This is the third in the Walking With Dinosaurs series in terms of geologic time and the second in terms of release date. Like others in the series it is unclear what is imagination and what is fact, but the rendering of extinct animals is excellent. One comment on all the “Walking With” videos — animals make sounds for a reason. It may be to freeze or to scatter prey, to communicate with others, or to intimidate a rival — but an animal waiting for an opportunity to attack is silent.
The video is ten years old and some of the paleontology is out of date. So are some of the locations – the evidence for land-dwelling forerunners of the whales, for instance, comes mainly from Pakistan and it is somewhat questionable to put an Ambulocetis in Germany.
The first DVD has six episodes. The first “New Dawn,” is set in the early Eocene, when the earth had settled down from the K-T boundary event and the extinction of virtually all large animals. Mammals are still small, and the descendants of dinosaurs — the birds — are the dominant predators.
Later in the Eocene the mammals are beginning to take over, and the second segment, “Whale Killer,” focuses on marine and estuarine life. It also considers the climatic results of changing ocean currents due to plate tectonics.
The third episode, “Land of Giants,” is set in the Oligocene and focuses on a single type of animal, the indricothere, although others are shown as well. Imagine a rhinocerous the size of a giraffe! I’m not sure they gave their indricotheres the right environment, though.

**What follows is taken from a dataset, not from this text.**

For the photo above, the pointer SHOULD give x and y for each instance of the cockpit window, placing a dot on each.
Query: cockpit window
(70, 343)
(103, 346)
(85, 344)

The early evolution of our own species is covered in the fourth episode, “Next of Kin,” which centers on an australopithecine clan. Grass has now evolved, making backgrounds much easier for the filmmakers to find. This episode is relatively recent, only a little more than 3 million years ago.
The fifth episode. “Sabre Tooth,” is set in South America a million years after the Panamanian land bridge has opened, ending 30 million years of isolation. The old top predators were terror birds, much like those of the first episode. This episode focuses on the North American predator that has replaced them, the sabertooth cat.
The sixth episode, “Mammoth Journey,” takes place in Europe at the height of the last ice age, when two sub-species of humans shared the territory with a number of cold-adapted animals. Living in Alaska and knowing that mammoths did quite well here during the ice age, I am not so sure that the cold would have forced them to migrate out of the lush pastures of the North Sea, though.
Don’t forget the second DVD in the set. This has a good deal of information on how the episodes were made, interviews with the producers, model-makers and animators, and some behind the scenes information on the animals themselves and the evidence for their existence.